AnTi90d, on 13 June 2016 - 06:25 PM, said:
Do you guys think it would be good for this game to have a system that prevents players from firing all of their weapons due to some invisible mechanic that has never existed in all of Battletech / Mechwarrior?
What Battletech used to balance the game was having each weapons system hit a randomly determined location, so that four medium lasers or two PPCs are not equal to an AC20.

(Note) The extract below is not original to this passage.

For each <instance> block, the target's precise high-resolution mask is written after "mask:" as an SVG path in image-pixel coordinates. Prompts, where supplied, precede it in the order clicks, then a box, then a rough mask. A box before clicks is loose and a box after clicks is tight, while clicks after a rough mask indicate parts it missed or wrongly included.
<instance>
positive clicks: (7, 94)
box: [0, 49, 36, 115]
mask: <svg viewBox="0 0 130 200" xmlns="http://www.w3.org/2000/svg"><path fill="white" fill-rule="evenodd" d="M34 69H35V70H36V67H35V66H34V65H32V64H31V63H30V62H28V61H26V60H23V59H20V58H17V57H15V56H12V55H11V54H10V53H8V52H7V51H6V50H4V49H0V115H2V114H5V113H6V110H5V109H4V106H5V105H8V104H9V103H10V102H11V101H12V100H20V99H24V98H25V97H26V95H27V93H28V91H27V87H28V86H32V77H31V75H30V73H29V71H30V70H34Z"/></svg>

What Mechwarrior had up until now was called "Multiplayer as an afterthought" because while internet was in most homes by the early 2000s, FAST internet and unlimited bandwidth packages that didn't tie up the household phone lines wasn't guaranteed. Many folks were still dancing with the fax-machine sounds before logging in. Multiplayer was really just an afterthought to give the game a little more milage, rather than the main product. As such, concepts like "All the guns hit perfectly on the crosshairs" that could allow for concentrating ludicrous damage values on a single point" were kept in the game, because balance is a non issue when the AI that outnumber you five to one are stuck in stock builds with weird weapons groupings, and you're expected to bring some sort of powergamey custom builds to shred through them and feel macho.
There are a lot of things I would have preferred seeing put into this game before it made the jump from singleplayer to multiplayer exclusive - mostly centered on doing everything possible to kneecap power-gaming. Customization? Bad idea. MPBT 3025 had the right idea by keeping players in stock builds, but came out in the age of 28.8K modems so good luck finding a player base. Counterstrike-style expanding reticules based on movement also would have helped prevent players from min-maxing with 60-point alphas, because it'd spread the damage over a larger area, and would also coax players to move tactically, slowing down to take shots, or keeping the speed up when protection is needed.
So many players (Who've never bothered rolling some dice in a game of Battletech) are quick to judge that Battletech mechanics won't work in a Mechwarrior game. While I don't assume that we'd end up with Fallout-style slow-motion fights with Select-your-target screens, or that mechwarrior PC games should run on a 2D6 system, a lot of the mechanics that are put into place in the Battletech boardgame can - and should - be simulated in a multiplayer game, because it has always been at it's core a multiplayer game, and all the mechs in the game, the hit location systems, the criticals - all exist as a part of those mechanics. You start cowtowing to the e-sports community who don't know a Javelin from a Jupiter without having Sarna.net in a seperate tab, trying to put mechanics that worked OK in single player - because you were supposed to be stronger than the wave-after-wave of AI - into a multiplayer game, you end up with a mess.
MW4 multiplayer was all the proof I needed. "How many assault mechs can we give jump jets, cERLL, and cGauss for pop-tarting" was the name of the game. Any other tactic was made needlessly difficult or useless. Never mind how the only active rooms turned off heat and ammo considerations. MWO fixed some of the issues, but also kept a fair number of concepts that have brought us to this current neverending mess of nerfs and buffs - and it never will end, because so many core concepts were botched from square one.
For the record, My start was through Mechwarrior 2, Back to MW1, the crescent hawks series, Mechcommander, MW 3, and MW 4. By the time 4 had come around, I was so disappointed with the customization system and the atmosphere of multiplayer, it drove me to find a better way to get my mech fix - the original source material.
Edited by ice trey, 09 August 2016 - 09:19 AM.